Ophélia Queiroz amò Pessoa e ne fu riamata. Fu un amore vivissimo, bruciante e misterioso, che si spense non per inerzia, come spesso si spengono le normali passioni amorose, ma per una curiosa interferenza che Alvaro de Campos, uno degli eteronimi di Pessoa, insinuò nella storia sentimentale del suo creatore. Campos entrò prepotentemente nella storia d’amore di Fernando e di Ophélia, scrisse di suo pugno una lettera malevola alla ragazza, si intromise nella coppia con arroganza.
Geloso, nevrotico, un po’ isterico, l’ingegnere Alvaro de Campos, dandy perdigiorno a Lisbona e autore di odi avanguardiste, non tollerava che la piccola Ophélia concedesse il suo cuore a un uomo così grigio e insipido come Fernando Pessoa. Questa, almeno, la spiegazione ufficiale che si desume dalle lettere. Ma in realtà Pessoa non poteva spartire la sua vita tra un normale ménage familiare e il progetto onnivoro e senza scampo della sua opera. Era il 1920, Ophélia aveva 19 anni, Pessoa 31.

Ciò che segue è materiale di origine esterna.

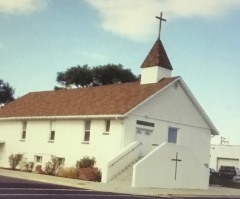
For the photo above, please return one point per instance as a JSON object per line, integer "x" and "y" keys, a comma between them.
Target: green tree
{"x": 78, "y": 76}
{"x": 84, "y": 76}
{"x": 6, "y": 92}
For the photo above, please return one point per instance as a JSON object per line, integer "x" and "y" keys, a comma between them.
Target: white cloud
{"x": 134, "y": 18}
{"x": 21, "y": 6}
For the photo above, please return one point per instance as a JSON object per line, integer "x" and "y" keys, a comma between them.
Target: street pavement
{"x": 13, "y": 184}
{"x": 24, "y": 189}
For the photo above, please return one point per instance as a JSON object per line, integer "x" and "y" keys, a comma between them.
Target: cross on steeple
{"x": 160, "y": 23}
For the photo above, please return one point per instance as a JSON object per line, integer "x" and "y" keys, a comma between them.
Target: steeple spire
{"x": 160, "y": 23}
{"x": 156, "y": 65}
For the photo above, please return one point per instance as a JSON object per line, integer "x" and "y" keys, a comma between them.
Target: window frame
{"x": 107, "y": 125}
{"x": 36, "y": 157}
{"x": 24, "y": 131}
{"x": 172, "y": 138}
{"x": 87, "y": 131}
{"x": 52, "y": 136}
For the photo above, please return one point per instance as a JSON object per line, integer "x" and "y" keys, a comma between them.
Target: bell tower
{"x": 156, "y": 65}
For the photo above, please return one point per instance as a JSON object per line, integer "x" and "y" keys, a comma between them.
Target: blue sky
{"x": 39, "y": 38}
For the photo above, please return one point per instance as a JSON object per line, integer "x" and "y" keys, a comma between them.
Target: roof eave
{"x": 63, "y": 117}
{"x": 214, "y": 130}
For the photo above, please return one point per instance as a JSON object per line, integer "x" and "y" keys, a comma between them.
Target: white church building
{"x": 156, "y": 125}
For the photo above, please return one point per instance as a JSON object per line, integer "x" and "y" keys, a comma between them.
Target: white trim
{"x": 199, "y": 108}
{"x": 214, "y": 131}
{"x": 156, "y": 93}
{"x": 62, "y": 117}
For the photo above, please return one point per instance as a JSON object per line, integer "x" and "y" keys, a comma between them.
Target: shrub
{"x": 86, "y": 162}
{"x": 67, "y": 172}
{"x": 14, "y": 160}
{"x": 52, "y": 166}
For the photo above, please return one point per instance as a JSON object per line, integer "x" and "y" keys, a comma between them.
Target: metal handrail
{"x": 125, "y": 155}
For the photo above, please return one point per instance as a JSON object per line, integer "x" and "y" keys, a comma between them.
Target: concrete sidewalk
{"x": 105, "y": 187}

«Mio caro piccolo bebé», così spesso Pessoa apostrofa epistolarmente la sua innamorata inviandole lettere dove il desiderio di regressione verso l’età infantile è certo evidente.

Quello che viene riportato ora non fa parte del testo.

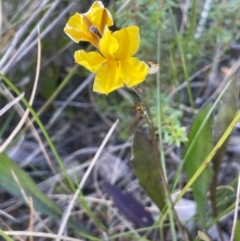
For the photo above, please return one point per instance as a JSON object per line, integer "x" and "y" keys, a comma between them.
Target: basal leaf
{"x": 227, "y": 109}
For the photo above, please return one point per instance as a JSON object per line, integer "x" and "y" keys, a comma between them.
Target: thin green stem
{"x": 41, "y": 126}
{"x": 155, "y": 146}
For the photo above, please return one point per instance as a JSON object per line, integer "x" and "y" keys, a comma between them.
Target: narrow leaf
{"x": 146, "y": 169}
{"x": 200, "y": 148}
{"x": 8, "y": 168}
{"x": 227, "y": 109}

Forse Pessoa visse questo amore alla sua maniera: come una suprema finzione, come una ulteriore spersonalizzazione nella quale egli assumeva il ruolo del «normale» fidanzato. E infatti il loro amore era cominciato come un gioco: un giorno, approfittando del fatto che era mancata la luce, Pessoa si era presentato a Ophélia con un candeliere in mano ripetendo le parole di Amleto a Ofelia nella tragedia di Shakespeare.

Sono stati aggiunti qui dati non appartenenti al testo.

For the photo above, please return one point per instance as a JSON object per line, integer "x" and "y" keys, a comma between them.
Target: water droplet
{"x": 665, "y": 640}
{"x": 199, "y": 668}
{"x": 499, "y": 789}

Ma sono incline a credere che Ophélia abbia vissuto il suo grande amore in maniera affatto diversa dal suo innamorato: con convinzione, maturità, chiarezza. Ophélia lavorava come dattilografa nella stessa ditta di import-export nella quale lavorava Fernando Pessoa. Era una ragazza sveglia, graziosa, di buona famiglia, che aveva scelto di lavorare per essere indipendente. Credeva in se stessa, nel lavoro e nell’emancipazione femminile. Era una ragazza intelligente. Capì Pessoa, o si sforzò di farlo. Accettò perfino il gioco un po’ perverso dell’eteronimia, che per Pessoa aveva ormai varcato i confini della letteratura ed era entrato nella vita. Inizialmente tollerò la presenza indiscreta di Alvaro de Campos che cominciava ad affacciarsi nella loro amicizia sentimentale; quando Campos prese il sopravvento reagì con fermezza ma con grande intelligenza.
Ci si sarebbe potuto aspettare che trattasse Pessoa come un visionario, invece assecondò la sua situazione psicologica, considerando Campos alla stregua di una persona realmente esistente, come per Pessoa lo era davvero. Probabilmente capì anche il motivo della rinuncia del suo innamorato. Gli restò sempre amica con grande fedeltà intellettuale.
Si fece una famiglia dopo la morte di Pessoa e conservò gelosamente le sue lettere che si risolse a pubblicare solo in tarda età. Non ha mai concesso interviste ai giornali, è sempre vissuta lontana dalla scena letterario-mondana, anche se è vissuta in un ambiente artistico molto coltivato: era la zia del poeta Carlos Queiroz e amica di raffinati intellettuali. Con lei scompare un testimone, e anche un’epoca. Mi pare giusto ricordarla.